- Born: 5 May 1947 Cox's Bazar District, Bengal Presidency, British India (Present: Bangladesh)
- Died: 25 March 1971 (aged 23) Shaheed Sergeant Zahurul Huq Hall, University of Dhaka
- Occupations: Student Leader Civil Servant
- Awards: Independence Day Award (2019)

= ATM Zafar Alam =

ATM Zafar Alam (5 May 1947 – 25 March 1971) was a renowned student leader of Bangladesh.
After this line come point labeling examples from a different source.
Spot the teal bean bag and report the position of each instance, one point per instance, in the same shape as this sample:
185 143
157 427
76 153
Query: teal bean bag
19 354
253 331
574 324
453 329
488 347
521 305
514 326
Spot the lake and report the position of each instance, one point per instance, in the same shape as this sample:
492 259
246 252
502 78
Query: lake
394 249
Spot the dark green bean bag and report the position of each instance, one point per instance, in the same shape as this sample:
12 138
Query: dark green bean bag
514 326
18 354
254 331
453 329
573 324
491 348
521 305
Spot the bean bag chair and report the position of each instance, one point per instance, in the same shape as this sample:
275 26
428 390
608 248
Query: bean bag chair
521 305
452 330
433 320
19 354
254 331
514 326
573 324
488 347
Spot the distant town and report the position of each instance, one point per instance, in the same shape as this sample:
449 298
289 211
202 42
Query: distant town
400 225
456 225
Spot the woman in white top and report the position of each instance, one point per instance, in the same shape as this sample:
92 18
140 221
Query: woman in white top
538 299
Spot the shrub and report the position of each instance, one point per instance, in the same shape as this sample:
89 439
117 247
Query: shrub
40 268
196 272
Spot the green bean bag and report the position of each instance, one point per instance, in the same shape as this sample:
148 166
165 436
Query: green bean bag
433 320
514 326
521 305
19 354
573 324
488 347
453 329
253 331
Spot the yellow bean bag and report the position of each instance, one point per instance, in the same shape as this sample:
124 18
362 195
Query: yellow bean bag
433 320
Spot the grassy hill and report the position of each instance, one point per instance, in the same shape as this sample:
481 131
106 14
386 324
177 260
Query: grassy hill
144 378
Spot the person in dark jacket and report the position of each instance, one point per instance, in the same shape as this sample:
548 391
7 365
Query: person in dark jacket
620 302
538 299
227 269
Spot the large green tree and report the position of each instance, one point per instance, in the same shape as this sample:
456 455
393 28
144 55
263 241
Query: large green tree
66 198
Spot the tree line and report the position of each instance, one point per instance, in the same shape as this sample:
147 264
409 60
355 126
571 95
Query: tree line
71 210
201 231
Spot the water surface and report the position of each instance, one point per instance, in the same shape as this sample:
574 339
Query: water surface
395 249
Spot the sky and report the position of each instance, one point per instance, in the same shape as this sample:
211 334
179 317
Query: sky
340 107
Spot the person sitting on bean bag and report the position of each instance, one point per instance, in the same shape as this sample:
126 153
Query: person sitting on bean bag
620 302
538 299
He was awarded the Independence Day Award in 2019 for his unique general contribution to the Bangladesh Liberation war.

== Early life ==
Jafar Alam was born on 5 May 1947 in Matabbar Para village of Rumkha Palang in Haldia Palang Union of Ukhia Upazila under Cox's Bazar district of the then Bengal Presidency, British India (now Bangladesh).

== Career ==
After finishing his education, Alam passed the then Pakistan Civil Service (CSP) examination and was appointed as the SDO of Noakhali.

== Death and legacy ==
Alam was killed on 25 March in the 1971 Dhaka University massacre by Pakistan Army.

Alam was awarded the Independence Day Award, Bangladesh's highest civilian honor, in 2019 for his outstanding contribution to Bangladesh's independence movement and Bangladesh Liberation war.

Alam's brother, Mohammad Shafiul Alam, is the Cabinet Secretary of Bangladesh. He is the chairperson of the Board of Trustees of Shaheed Zafar Alam Diabetic and Community Hospital, named after Alam. Shaheed ATM Zafar Alam CSP conference room in Cox's Bazar was named after him.